Edito publié le 30/11/2019 | par Pierre Prier

Le mur de Berlin venait de tomber, le 9 du mois. Coup de téléphone de la rédaction. « Tu pourrais retrouver la famille du dernier Allemand de l’Est mort en tentant de franchir le mur ? Il l’a survolé en deltaplane et il s’est crashé ». Les indications sont minces : un nom, Müller, l’équivalent allemand de Dupond, et un village, situé près du rideau de fer, l’ancienne frontière entre les deux Allemagnes, donc dans un endroit jusque-là zone interdite aux étrangers. J’’applique la méthode « allons-y, on verra bien sur place » et saute dans mon Audi de location. À la nuit tombée, je me retrouve dans le village en question. Sauf que ce n’est pas un village, mais une petite ville. Je suis là, debout au milieu de la place centrale, en train de me dire que je vais renter bredouille à Berlin.

C’est à ce moment-là que m’aborde un petit monsieur d’un certain âge, coiffé d’un petit chapeau : « Jeune homme, j’ai oublié mes lunettes. Pouvez-vous me lire la liste des courses que ma femme m’a donnée ? » Il faut vraiment qu’il ait la vue basse pour me prendre pour un local. Je lis le papier rapidement : « vous devez acheter un litre de Schnaps, un paquet de pâtes, des saucisses, du pain et des cornichons ». J’ajoute dans la foulée : « Par ailleurs je suis un journaliste français, et je cherche la famille dont un membre est mort en survolant le mur ».

Le petit bonhomme me répond : « je suis le notaire de la ville, je les connais bien. Ils n’habitent pas ici mais dans un hameau ;à l’extérieur. Je vais vous emmener chez eux ».

Les anges gardiens peuvent prendre toutes les apparences. Par exemple celle d’un petit monsieur à chapeau, myope et presbyte. « Avant d’aller chez mes amis, vous allez m’accompagner dans mes courses ». À chaque boutique, l’ange clame : « Nous avons un Français chez nous ! » Des mains se tendent on me demande d’où je viens, comment je suis arrivé là…puis en route vers les Müller, une maison simple dans un village fleuri, où je suis invité à partager en famille l’Abendbrot, le dîner de sandwiches que l’on prend vers sept heures du soir, par le frère du dernier mort du mur.

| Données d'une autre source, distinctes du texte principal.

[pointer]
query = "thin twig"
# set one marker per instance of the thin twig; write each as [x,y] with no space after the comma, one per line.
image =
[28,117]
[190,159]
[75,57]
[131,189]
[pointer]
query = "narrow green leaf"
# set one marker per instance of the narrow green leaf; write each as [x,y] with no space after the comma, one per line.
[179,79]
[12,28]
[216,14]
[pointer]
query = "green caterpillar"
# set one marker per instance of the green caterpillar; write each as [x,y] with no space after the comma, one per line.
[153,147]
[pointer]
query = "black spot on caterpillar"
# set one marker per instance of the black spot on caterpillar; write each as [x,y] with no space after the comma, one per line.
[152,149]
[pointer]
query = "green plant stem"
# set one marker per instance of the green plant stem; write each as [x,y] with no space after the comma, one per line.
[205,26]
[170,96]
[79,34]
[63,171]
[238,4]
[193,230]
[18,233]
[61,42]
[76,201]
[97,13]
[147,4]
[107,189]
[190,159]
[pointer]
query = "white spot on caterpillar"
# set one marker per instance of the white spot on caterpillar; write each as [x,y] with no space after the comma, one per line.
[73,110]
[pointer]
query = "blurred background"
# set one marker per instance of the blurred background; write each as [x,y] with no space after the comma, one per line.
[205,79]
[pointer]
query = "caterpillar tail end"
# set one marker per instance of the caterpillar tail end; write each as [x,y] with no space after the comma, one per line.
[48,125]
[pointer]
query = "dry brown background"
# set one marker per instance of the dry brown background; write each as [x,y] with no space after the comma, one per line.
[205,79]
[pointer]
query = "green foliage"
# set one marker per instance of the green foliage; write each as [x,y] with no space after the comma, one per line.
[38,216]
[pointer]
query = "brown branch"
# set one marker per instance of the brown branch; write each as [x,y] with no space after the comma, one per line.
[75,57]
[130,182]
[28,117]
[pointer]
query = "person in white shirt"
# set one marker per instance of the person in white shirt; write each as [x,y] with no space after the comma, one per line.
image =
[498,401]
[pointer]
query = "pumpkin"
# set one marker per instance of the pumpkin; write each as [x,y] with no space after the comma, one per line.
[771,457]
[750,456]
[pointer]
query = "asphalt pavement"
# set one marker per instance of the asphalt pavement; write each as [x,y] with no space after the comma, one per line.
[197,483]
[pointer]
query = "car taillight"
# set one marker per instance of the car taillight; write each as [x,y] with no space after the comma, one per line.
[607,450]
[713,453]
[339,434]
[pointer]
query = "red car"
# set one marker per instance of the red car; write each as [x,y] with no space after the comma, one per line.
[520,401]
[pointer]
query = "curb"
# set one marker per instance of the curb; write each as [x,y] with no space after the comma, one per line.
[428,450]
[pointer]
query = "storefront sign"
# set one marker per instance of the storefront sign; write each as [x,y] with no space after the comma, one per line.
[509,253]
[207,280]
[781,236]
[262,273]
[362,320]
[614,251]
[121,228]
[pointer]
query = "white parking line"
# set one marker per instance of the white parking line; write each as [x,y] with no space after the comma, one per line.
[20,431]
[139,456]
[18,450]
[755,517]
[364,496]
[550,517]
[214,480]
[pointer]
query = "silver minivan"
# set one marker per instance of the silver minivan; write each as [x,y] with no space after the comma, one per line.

Je découvre que les « Müller » s’appellent en réalité Freudenberg. Sans mon ange gardien, aucune chance de les trouver. J’apprends aussi que le deltaplane était en réalité un ballon gonflé au gaz, un gros ballon de dix mètres de diamètre, bricolé par Winfried. Jeune ingénieur de 32 ans, il s’était fait embaucher dans une usine où il pouvait trouver du gaz naturel. Il s’était élancé d’un toit, à cheval sur un morceau de bois accroché à son ballon. Les policiers n’avaient pas tiré, craignant une explosion. Il avait réussi à passer à l’ouest, mais il n’arrivait pas à perdre de l’altitude, et il avait été ballotté dans les airs pendant plusieurs heures. Puis le ballon s’était dégonflé brutalement et Winfried s’était écrasé dans le quartier de Zehlendorf. Du côté de la liberté.

Quelques mois… avant la chute du mur.